Harsh frosts and mildew across Europe were detrimental to vines. France’s losses of 27% made 2021 the lowest harvest on record, as World of Fine Wines reported in October, with Bourgogne-Beaujolais and Champagne estimated to have lost almost half their average harvest.
But despite this, Roca says the industry has reason to be optimistic, buoyed by the resilience and creativity shown during the pandemic.
“This crisis, in fact, stimulated digital innovation and diversification in the distribution channels,” Roca said. “We have seen an extraordinary ability to adapt to change.
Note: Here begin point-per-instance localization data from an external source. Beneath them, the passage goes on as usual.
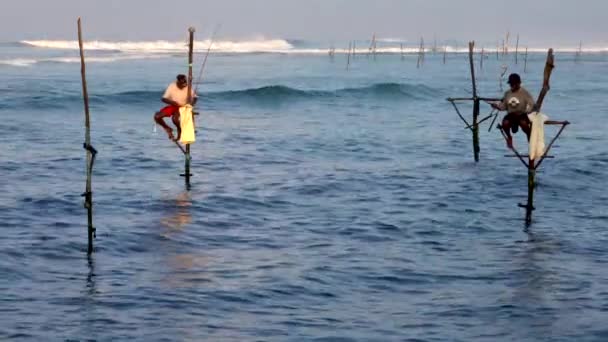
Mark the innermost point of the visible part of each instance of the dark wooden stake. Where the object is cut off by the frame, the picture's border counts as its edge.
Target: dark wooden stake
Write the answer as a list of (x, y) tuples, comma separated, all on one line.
[(475, 104), (526, 60), (88, 195), (187, 173), (549, 65), (517, 48), (348, 56)]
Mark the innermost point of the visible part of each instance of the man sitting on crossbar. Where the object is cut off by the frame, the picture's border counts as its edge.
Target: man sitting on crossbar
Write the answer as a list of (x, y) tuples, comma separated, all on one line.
[(518, 103)]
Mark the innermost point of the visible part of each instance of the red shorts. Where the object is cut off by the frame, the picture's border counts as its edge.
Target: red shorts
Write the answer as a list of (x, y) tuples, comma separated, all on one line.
[(168, 111)]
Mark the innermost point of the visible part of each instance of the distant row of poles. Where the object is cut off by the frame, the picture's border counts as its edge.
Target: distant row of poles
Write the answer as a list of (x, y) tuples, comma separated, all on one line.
[(502, 50)]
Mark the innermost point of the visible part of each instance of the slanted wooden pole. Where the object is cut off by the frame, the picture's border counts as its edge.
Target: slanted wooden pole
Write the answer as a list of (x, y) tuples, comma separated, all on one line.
[(88, 195), (549, 65), (475, 104), (420, 60), (187, 173)]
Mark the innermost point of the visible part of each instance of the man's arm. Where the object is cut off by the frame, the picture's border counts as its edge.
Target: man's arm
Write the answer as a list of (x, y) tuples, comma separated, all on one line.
[(169, 102), (530, 103), (499, 105)]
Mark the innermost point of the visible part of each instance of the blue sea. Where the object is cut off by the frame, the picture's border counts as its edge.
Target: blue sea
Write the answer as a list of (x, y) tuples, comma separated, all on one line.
[(332, 198)]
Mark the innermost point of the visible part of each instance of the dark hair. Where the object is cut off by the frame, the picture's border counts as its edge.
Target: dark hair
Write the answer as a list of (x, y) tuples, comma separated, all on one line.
[(514, 78)]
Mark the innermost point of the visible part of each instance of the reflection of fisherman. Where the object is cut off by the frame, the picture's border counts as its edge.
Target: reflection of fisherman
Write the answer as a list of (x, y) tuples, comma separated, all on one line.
[(175, 96), (182, 215), (518, 103)]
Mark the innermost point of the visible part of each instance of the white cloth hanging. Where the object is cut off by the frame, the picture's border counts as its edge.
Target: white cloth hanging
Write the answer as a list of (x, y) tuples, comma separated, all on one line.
[(537, 136)]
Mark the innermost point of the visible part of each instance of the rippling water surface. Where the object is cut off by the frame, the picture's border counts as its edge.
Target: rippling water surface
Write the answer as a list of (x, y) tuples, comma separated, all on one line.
[(326, 205)]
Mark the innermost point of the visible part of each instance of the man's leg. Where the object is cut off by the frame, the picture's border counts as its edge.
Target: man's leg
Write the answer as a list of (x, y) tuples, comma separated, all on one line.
[(506, 127), (525, 125), (175, 119), (159, 119)]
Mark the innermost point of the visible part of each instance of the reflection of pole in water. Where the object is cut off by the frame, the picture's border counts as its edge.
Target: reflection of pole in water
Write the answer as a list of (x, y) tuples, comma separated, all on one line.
[(181, 216)]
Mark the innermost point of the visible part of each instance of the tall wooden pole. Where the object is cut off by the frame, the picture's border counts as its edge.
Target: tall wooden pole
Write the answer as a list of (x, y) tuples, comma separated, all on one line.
[(516, 48), (475, 104), (88, 195), (549, 65), (348, 56), (187, 173)]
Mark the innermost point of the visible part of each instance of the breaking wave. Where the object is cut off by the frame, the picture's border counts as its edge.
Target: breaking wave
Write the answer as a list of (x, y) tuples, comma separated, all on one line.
[(267, 95)]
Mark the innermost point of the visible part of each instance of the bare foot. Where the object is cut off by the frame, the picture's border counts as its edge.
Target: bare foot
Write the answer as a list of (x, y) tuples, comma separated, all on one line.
[(169, 133), (510, 142)]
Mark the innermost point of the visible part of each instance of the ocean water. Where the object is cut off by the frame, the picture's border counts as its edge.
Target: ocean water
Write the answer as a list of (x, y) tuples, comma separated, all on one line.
[(326, 204)]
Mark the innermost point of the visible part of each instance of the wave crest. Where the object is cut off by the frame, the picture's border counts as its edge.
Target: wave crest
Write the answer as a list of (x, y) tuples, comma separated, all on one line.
[(267, 95), (163, 46)]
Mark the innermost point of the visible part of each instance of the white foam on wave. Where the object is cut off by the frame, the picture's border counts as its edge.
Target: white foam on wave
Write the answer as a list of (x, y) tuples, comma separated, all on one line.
[(270, 46), (25, 62), (20, 62), (162, 46)]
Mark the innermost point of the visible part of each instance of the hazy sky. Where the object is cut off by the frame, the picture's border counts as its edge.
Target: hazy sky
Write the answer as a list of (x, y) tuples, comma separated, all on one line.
[(538, 21)]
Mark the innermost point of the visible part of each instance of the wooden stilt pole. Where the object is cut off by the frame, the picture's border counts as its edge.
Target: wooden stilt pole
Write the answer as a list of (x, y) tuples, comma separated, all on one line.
[(475, 104), (348, 56), (549, 65), (517, 48), (497, 50), (88, 195), (531, 185), (187, 173)]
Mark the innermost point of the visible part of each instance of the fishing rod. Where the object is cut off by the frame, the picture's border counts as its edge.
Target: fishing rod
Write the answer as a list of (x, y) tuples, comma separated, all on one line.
[(200, 75)]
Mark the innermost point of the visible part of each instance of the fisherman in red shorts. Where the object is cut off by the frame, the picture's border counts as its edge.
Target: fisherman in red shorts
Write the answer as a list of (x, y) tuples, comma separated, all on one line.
[(175, 96)]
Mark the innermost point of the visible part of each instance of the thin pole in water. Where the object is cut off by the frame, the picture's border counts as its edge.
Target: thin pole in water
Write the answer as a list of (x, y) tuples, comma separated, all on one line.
[(88, 195), (475, 103), (516, 48), (187, 173)]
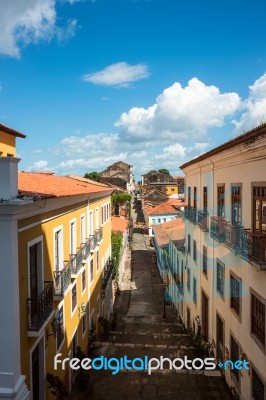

The sector, in fact, has resisted but on top of that it has been very creative to overcome the pandemic.”
The OIV anticipates that 2021’s global wine consumption will have increased, perhaps even higher than pre-pandemic levels. The task, Roca says, is for those in the industry to take the innovation developed in the pandemic, and apply it to the most pressing issue facing the wine world, the climate crisis.
“And in fact, it is time to stop reacting with emergency measures to the catastrophe, it is time to try and anticipate these climate changes,” Roca said. “With climate change, we won't have a vaccine available, we have to find a solution.”